Back in 2009, Radiohead’s Thom Yorke recruited a few celebrity chums, among them Red Hot Chili Peppers’ Flea and longtime Radiohead producer Nigel Godrich, to play his 2006 solo album The Eraser in its entirety at a Los Angeles show. Three-and-a-half years and a Radiohead album later, and Yorke’s side project – now mercifully christened Atoms for Peace having originally been presented to fans simply as ‘??????’ – is manifest in recorded form for the first time in Amok.

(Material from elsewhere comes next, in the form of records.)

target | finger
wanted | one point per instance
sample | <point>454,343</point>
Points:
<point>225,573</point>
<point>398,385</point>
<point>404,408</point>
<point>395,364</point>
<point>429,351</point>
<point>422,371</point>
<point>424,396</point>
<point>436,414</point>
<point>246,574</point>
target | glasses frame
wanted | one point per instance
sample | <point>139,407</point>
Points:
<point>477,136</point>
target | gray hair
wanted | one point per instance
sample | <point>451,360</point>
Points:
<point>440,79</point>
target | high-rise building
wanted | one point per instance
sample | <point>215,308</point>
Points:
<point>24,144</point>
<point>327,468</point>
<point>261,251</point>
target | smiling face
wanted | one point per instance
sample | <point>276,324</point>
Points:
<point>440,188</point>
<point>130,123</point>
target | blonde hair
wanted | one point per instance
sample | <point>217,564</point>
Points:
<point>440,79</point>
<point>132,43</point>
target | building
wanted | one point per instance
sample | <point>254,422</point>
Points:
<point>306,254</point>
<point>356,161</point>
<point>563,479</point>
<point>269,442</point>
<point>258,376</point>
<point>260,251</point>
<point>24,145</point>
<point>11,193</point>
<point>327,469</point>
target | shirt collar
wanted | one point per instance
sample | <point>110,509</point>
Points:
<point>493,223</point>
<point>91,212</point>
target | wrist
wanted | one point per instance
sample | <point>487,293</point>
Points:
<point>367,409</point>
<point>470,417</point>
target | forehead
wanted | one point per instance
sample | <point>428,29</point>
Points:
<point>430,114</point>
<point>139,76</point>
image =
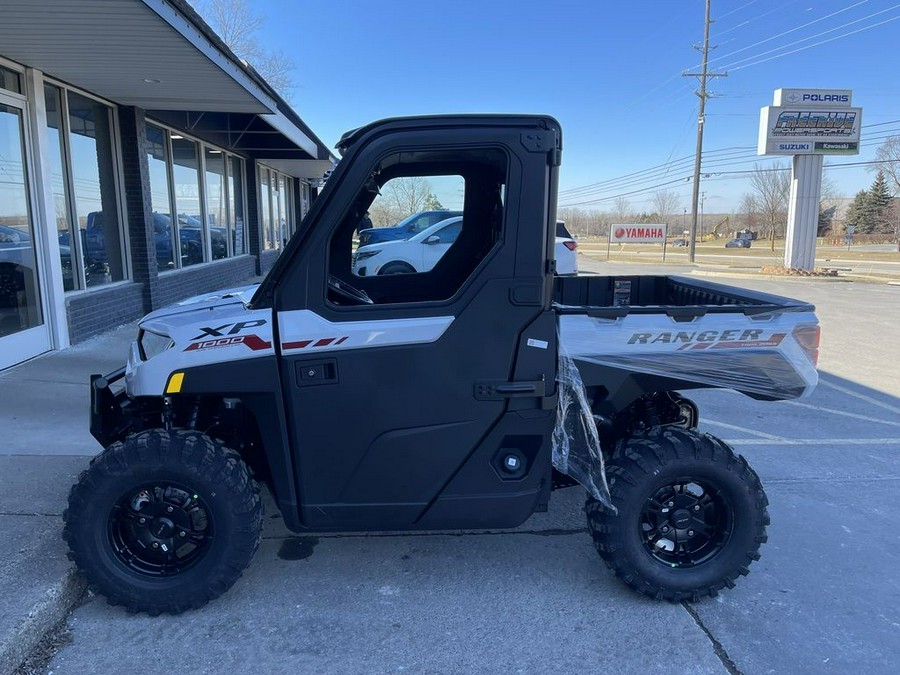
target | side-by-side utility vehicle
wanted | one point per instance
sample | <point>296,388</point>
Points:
<point>456,398</point>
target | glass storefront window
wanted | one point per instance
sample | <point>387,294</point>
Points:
<point>283,232</point>
<point>236,205</point>
<point>10,80</point>
<point>94,183</point>
<point>304,199</point>
<point>20,301</point>
<point>64,227</point>
<point>186,177</point>
<point>216,216</point>
<point>160,198</point>
<point>265,212</point>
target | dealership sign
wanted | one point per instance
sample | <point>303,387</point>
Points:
<point>820,98</point>
<point>810,122</point>
<point>638,234</point>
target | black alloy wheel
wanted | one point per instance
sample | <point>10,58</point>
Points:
<point>690,514</point>
<point>160,529</point>
<point>164,521</point>
<point>686,523</point>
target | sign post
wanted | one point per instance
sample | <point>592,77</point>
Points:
<point>807,124</point>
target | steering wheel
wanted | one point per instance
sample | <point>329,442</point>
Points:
<point>344,290</point>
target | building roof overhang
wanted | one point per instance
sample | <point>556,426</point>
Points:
<point>158,55</point>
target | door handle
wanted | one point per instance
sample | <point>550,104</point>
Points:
<point>497,390</point>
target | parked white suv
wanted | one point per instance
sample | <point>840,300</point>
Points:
<point>566,250</point>
<point>417,254</point>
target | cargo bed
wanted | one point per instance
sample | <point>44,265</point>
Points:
<point>673,295</point>
<point>632,334</point>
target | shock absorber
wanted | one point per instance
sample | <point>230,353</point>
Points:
<point>194,416</point>
<point>651,411</point>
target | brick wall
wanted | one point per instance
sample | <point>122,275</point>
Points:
<point>214,276</point>
<point>103,309</point>
<point>266,260</point>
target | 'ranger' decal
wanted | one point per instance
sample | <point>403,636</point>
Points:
<point>690,337</point>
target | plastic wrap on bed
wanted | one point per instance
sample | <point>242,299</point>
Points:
<point>576,445</point>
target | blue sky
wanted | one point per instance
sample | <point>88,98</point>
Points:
<point>610,72</point>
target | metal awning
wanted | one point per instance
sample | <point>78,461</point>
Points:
<point>156,55</point>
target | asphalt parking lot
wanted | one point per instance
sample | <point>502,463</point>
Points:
<point>824,598</point>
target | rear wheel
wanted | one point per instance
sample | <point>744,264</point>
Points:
<point>691,515</point>
<point>164,521</point>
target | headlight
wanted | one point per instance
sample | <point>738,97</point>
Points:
<point>152,344</point>
<point>366,254</point>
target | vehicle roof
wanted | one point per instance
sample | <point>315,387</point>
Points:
<point>426,121</point>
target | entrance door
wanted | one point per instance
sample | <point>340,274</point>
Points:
<point>23,325</point>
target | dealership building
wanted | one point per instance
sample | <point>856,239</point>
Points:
<point>141,162</point>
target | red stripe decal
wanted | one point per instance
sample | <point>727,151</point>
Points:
<point>296,345</point>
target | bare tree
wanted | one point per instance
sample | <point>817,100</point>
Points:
<point>772,187</point>
<point>238,24</point>
<point>891,215</point>
<point>666,204</point>
<point>887,159</point>
<point>621,209</point>
<point>750,211</point>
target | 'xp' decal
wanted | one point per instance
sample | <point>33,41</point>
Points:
<point>235,328</point>
<point>254,342</point>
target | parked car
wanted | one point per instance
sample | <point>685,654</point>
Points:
<point>566,250</point>
<point>417,254</point>
<point>406,228</point>
<point>93,240</point>
<point>17,263</point>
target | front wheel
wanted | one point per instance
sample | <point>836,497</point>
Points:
<point>691,515</point>
<point>164,521</point>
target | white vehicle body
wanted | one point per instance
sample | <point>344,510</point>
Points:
<point>566,252</point>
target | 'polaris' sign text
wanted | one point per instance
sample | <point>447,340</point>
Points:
<point>654,233</point>
<point>814,98</point>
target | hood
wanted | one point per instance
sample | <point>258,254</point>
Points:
<point>230,296</point>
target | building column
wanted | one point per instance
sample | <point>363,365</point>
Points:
<point>138,203</point>
<point>254,231</point>
<point>45,210</point>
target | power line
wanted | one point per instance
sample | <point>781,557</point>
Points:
<point>788,32</point>
<point>800,49</point>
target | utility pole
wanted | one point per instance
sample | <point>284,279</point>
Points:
<point>702,76</point>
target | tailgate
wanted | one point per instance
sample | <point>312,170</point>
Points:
<point>770,355</point>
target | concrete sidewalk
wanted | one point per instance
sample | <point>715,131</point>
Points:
<point>44,407</point>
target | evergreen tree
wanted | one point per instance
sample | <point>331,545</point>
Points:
<point>859,214</point>
<point>880,201</point>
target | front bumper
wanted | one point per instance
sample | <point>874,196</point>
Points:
<point>109,419</point>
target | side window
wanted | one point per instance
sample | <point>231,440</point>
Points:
<point>433,219</point>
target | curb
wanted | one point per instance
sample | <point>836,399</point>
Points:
<point>52,608</point>
<point>769,277</point>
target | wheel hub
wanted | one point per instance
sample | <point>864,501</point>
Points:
<point>160,530</point>
<point>680,519</point>
<point>686,523</point>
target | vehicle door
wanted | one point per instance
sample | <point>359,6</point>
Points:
<point>406,392</point>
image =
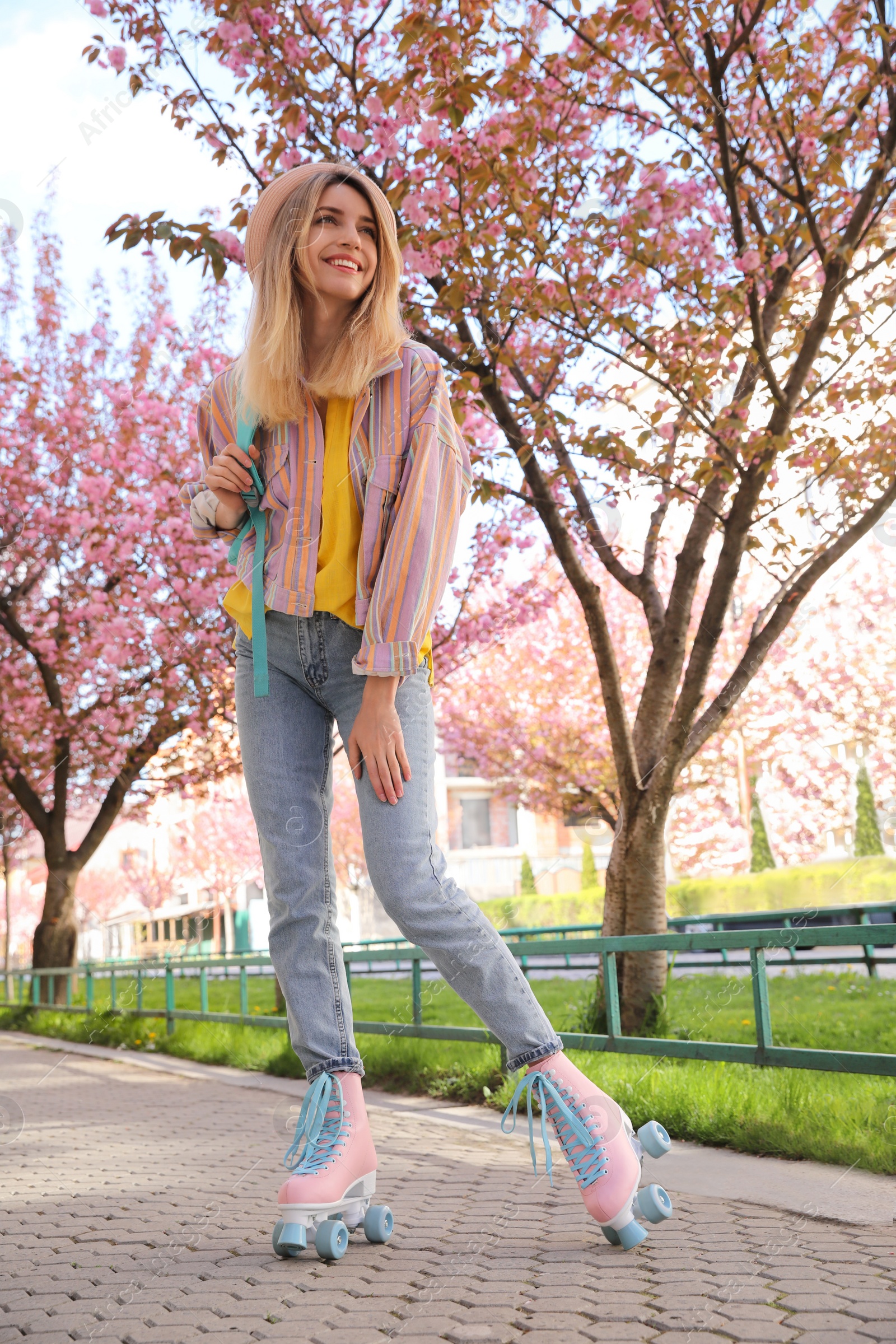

Lead single ‘Default’, driven by stuttering synth hooks and cut-up percussion, is otherwise a conventional rock song in its structure, presided over by Yorke’s familiar high croon; in these respects it represents the whole album nicely. Much has been made by Yorke of his new band’s attempts to blur the sonic boundaries between man and machine, and certainly the production here achieves just that; percussive sounds are hard to pin down, and warm, organic guitars jostle for prominence with robotic synths.

While effective, the occasional vocal blips and prominent juxtaposition of ‘playing’ with ‘programming’ can feel slightly forced, so that when an apparently disembodied Yorke sighs, on ‘Ingenue’, “If I’m not there now physically, I’m always before you”, it serves both as a summary of the album’s mood and a reminder of what we’re supposed to be hearing. The material here is similar to Yorke’s solo work, and any expectations that a line-up which includes high profile alumni of the Red Hot Chili Peppers and R.E.M would lead to a more creatively collaborative effort are quickly debunked. The band’s name is shared with a track on Yorke’s solo album, and one of the songs here – ‘Judge, Jury and Executioner’ – is also the subtitle of a song on Radiohead’s 2003 album Hail to the Thief.

Opener ‘Before Your Very Eyes…’ could be Radiohead, until after its first chorus when it spills over with fuzzy synths. It’s fitting that Atoms for Peace have presented themselves as so firmly rooted in Yorke’s musical past, as here it is he who pulls the strings – along with, you suspect, Godrich, who has been Radiohead’s producer for nigh on twenty years and has been described as their sixth member. While it may not breech much in the way of new territory, Amok’s genre-blending continues something they started together in 2000 with Kid A, and is proof – as though it were needed – that Yorke’s light shines as brightly as ever.